Ibuprofen retailers across the Columbia metro area are breathing a sigh of relief after a convoluted performance funding proposal forced all involved to make a run on headache relief medication the past six weeks.
Credit to graphics gal Rachel Rice at the Columbia Missourian for putting together this visual.
But all is calm now, as it seems that the train that left the station weeks ago is well out of sight now — the performance measures faculty members hotly debated for several weeks made it through Wednesday’s general faculty meeting without a scratch.
Faculty seemed pretty apathetic to performance funding in way that had to be expected, I guess, after the bleak warning MU Budget Director Tim Rooney issued before the presentation of the performance measures.
Missourian columnist (and former executive editor) George Kennedy said it best when he said, “Tim didn’t hesistate to wipe the smiles off our faces.” Rooney briefly, matter-of-fact-ly explained we definitely won’t be getting any new funding next year — in fact, he said we could be facing a 5% decrease.
Krawitz went one step farther, claiming we shouldn’t expect new funding the year after, either — or the year after, or the year after, or the year after.
And since performance funding measures would only apply to new funding, Krawitz urged faculty not to fear if Mizzou isn’t adequately represented by the proposed measures because they’ll never get used without new funding.
I tried to encapsulate that in my most recent article about the model:
Laughter rattled through Chamber Auditorium in the MU Student Center as Nikki Krawitz, University of Missouri System vice president for finance and administration, answered one short but important question about the funding model.
The question: Does this make any difference whatsoever?
“The short answer?” Krawitz said as laughter subsided. “No.”
Not to discredit the importance of the discussion about performance funding measures — or the hard work Krawitz, her task force, COPHE and college administrators across the state have done — but if we really can’t expect new funding to be used with the performance measures, did we all just waste our time?
It’s a silly hypothetical question but, how much money could we have raised if every minute we had talked about performance funding over the last year was put into fundraising efforts?

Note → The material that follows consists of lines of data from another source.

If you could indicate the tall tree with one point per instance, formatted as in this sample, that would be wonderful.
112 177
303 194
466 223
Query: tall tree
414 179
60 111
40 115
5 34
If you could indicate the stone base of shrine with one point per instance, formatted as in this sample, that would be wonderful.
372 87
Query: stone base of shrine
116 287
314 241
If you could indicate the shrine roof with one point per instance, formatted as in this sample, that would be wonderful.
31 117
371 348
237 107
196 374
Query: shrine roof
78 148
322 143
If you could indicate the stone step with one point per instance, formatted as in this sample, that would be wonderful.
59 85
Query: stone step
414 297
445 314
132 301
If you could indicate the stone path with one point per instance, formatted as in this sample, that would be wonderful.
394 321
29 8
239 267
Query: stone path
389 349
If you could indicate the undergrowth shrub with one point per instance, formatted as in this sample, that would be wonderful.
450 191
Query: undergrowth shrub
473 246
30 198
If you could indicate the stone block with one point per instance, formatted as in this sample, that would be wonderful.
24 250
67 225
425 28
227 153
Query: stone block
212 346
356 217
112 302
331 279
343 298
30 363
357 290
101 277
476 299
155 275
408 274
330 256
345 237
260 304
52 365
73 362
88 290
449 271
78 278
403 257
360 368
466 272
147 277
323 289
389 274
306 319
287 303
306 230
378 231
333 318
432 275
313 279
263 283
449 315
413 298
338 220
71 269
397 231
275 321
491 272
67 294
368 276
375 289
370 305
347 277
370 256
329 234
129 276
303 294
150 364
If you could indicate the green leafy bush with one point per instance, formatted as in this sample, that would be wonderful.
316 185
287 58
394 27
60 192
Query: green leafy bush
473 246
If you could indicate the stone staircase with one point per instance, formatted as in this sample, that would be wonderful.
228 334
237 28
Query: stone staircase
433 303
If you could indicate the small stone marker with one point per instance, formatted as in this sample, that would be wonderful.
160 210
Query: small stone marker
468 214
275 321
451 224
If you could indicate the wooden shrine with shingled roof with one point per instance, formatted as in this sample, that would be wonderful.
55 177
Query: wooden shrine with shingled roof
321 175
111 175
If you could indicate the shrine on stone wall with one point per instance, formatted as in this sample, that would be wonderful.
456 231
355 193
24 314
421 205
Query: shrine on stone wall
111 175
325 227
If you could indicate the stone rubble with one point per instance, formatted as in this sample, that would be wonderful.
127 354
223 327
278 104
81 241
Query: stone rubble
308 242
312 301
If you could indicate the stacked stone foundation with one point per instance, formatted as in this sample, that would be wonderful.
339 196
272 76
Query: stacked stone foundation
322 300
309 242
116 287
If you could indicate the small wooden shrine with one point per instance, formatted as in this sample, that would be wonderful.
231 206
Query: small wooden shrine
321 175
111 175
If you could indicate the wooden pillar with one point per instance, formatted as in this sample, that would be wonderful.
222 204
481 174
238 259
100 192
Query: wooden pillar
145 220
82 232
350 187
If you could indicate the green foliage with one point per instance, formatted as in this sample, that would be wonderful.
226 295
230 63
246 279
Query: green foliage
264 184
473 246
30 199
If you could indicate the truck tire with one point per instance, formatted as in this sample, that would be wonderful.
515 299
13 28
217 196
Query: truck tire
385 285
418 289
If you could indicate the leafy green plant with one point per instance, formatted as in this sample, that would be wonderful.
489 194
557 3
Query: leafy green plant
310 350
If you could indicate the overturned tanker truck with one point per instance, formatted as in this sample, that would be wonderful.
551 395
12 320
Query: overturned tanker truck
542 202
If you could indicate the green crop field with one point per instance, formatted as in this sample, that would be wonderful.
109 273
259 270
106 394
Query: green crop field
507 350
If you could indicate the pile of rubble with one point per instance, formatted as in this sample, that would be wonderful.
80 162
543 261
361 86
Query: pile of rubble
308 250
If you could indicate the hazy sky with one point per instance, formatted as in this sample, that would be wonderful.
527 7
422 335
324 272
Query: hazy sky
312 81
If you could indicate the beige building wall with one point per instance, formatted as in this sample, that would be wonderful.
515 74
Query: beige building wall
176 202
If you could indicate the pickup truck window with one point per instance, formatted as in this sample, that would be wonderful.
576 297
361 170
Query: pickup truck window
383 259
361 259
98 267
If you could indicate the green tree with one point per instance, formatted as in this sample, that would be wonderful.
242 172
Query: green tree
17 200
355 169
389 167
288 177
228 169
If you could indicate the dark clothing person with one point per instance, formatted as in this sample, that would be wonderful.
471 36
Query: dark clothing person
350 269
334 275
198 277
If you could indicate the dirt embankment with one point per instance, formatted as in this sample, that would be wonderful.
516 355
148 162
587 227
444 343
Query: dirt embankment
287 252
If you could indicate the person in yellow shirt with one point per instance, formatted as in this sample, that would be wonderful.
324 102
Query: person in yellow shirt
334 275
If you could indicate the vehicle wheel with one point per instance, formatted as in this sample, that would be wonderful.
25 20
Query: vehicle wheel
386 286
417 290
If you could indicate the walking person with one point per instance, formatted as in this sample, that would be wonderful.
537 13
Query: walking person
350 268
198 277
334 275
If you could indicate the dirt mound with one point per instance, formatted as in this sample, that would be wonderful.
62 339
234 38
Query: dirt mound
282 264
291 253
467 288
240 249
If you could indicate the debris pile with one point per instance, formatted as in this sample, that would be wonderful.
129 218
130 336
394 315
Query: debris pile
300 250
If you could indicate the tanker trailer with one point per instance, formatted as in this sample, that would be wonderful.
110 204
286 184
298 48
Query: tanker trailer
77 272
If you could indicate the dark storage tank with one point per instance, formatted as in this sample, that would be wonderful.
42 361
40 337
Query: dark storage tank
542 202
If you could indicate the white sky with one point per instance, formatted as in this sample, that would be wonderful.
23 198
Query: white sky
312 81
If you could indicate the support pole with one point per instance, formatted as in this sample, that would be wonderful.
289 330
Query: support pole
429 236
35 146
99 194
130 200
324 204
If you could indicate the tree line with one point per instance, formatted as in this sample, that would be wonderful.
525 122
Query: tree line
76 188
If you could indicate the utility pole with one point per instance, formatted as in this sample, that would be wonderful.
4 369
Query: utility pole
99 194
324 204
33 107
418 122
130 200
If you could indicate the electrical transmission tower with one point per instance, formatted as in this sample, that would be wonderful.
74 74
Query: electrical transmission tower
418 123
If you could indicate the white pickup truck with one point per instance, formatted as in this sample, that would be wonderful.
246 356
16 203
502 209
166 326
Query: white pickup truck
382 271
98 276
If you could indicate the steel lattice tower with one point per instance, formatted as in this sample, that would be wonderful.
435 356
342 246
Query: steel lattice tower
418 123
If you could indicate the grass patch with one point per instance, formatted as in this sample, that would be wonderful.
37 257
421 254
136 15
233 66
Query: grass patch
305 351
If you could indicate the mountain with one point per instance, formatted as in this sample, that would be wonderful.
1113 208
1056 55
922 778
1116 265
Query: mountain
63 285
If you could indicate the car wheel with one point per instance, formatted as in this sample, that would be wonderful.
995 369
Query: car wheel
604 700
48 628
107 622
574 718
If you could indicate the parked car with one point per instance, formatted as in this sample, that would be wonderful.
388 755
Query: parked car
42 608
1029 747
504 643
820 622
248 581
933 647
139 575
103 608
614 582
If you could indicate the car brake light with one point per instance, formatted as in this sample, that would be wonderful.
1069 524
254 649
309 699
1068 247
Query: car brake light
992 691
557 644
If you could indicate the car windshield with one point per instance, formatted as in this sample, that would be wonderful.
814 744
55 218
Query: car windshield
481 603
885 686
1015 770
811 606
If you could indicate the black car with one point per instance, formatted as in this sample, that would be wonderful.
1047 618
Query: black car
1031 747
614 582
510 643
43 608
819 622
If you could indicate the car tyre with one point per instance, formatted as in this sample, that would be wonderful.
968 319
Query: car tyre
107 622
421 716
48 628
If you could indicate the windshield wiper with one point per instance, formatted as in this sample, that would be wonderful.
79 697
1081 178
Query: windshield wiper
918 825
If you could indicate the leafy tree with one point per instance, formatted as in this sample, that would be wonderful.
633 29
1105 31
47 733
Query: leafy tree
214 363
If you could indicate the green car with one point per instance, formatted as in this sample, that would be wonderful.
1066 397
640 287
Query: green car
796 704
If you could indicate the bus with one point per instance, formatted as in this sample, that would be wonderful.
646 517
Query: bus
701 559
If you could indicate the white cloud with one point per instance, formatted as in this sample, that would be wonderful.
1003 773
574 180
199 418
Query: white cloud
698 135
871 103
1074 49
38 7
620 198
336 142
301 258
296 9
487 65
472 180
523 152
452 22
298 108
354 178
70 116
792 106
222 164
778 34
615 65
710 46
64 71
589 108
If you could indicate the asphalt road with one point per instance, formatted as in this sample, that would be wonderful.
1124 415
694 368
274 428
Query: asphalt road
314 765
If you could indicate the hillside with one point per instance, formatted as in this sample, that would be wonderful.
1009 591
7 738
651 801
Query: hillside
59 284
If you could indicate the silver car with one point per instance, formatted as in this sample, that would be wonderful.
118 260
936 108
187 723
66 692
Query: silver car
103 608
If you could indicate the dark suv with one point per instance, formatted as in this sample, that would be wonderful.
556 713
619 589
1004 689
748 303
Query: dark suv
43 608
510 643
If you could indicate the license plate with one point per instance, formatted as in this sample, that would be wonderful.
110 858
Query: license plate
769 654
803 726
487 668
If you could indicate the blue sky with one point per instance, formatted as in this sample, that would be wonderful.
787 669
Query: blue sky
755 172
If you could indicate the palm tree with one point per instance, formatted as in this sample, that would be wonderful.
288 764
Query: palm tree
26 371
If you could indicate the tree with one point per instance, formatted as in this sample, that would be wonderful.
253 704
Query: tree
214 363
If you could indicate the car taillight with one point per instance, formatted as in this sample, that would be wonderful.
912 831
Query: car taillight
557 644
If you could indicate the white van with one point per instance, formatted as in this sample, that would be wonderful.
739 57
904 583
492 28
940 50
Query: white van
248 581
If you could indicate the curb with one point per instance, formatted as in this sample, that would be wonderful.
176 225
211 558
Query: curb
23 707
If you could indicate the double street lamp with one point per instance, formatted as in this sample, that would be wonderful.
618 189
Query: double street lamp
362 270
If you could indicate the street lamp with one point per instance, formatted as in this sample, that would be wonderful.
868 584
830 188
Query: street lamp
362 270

And though that question oversimplifies the issue, it gets to the heart of it — at what point could (should?) we have decided to ditch performance funding, knowing it would be moot with the funding crisis we’ve got now?
Could the UM System have prioritized differently after abandoning performance funding? Focused on more pertinent issues?
After following the model this fall and getting to sit down and talk with Krawitz about the ins-and-outs of the idea — including the grim funding outlook — it just seems to me like she had, and still has, plenty more viable and important things to work on for this university.
So why waste her time on an under-funded, disliked, already twice-failed performance funding idea?